Media Mix, May 22, 2021

Here’s this week’s Media Mix about how the national newspapers are talking about the scheduled discharge of irradiated ground water from the stricken Fukushima No. 1 reactor into the surrounding sea. One of the purposes of editorials is to put the news into some kind perspective that will have meaning to readers, and in the case of the discharge many people don’t know if it’s a good idea or a bad idea. For the most part, the media has taken the government line, which is that the discharge will not harm the environment, but it’s not really certain that the public is convinced, which is why the general tenor of the editorial content of all five national newspapers is that the government has to explain more, though, realistically speaking, it’s difficult to imagine what exactly the government could do to bring everyone over to their way of thinking. Obviously, someone like Hiroaki Koide, the physicist mentioned at the end of the column, is going to be against the discharge because he is fundamentally opposed to commercial nuclear energy, but his main beef is with Tepco rather than the government, since he believes the utility approaches the whole matter from an economic standpoint, which means safety and other concerns are secondary. 
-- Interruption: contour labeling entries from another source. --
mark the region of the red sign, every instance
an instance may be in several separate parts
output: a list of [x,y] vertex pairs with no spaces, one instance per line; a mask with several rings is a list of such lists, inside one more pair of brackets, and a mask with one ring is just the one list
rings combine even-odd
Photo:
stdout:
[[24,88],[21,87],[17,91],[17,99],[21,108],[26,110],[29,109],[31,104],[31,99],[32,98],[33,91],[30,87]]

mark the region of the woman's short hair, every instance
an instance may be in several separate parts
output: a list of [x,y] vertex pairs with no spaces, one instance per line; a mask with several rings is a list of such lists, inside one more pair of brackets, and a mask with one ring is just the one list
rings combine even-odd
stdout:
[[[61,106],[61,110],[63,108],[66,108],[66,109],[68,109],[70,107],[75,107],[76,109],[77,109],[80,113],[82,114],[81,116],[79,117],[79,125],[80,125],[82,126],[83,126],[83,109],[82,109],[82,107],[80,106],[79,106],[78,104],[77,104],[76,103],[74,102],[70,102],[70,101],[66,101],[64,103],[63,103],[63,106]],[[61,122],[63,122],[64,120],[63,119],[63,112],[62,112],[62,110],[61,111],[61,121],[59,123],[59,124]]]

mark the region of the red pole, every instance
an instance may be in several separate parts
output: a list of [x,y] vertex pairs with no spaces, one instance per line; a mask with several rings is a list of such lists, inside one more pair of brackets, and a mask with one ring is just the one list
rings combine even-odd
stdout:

With climate change an ever-increasing threat to everyone on the planet, nuclear energy has become a focus of attention because it doesn’t produce CO2, so Japan, which has spent decades building up its nuclear capacity, has an obligation to see how viable nuclear power is as a means of mitigating its contributions to global warming, but it can’t ignore the public’s anxieties about nuclear power, not after what happened in Fukushima ten years ago. Tepco and the government have had a decade to put into place credible safety guidelines that take into account the proximity of power stations to residential areas and Japan’s geological situation, and they haven’t done enough. Various courts have blocked power station restarts because evacuation plans have been found to be insufficient, and in the past several months violations of security arrangements at two of Tepco’s power plants were discovered. It’s as if Tepco and the government don’t really care, so they can’t complain about “damaging rumors” if they themselves are party to creating them.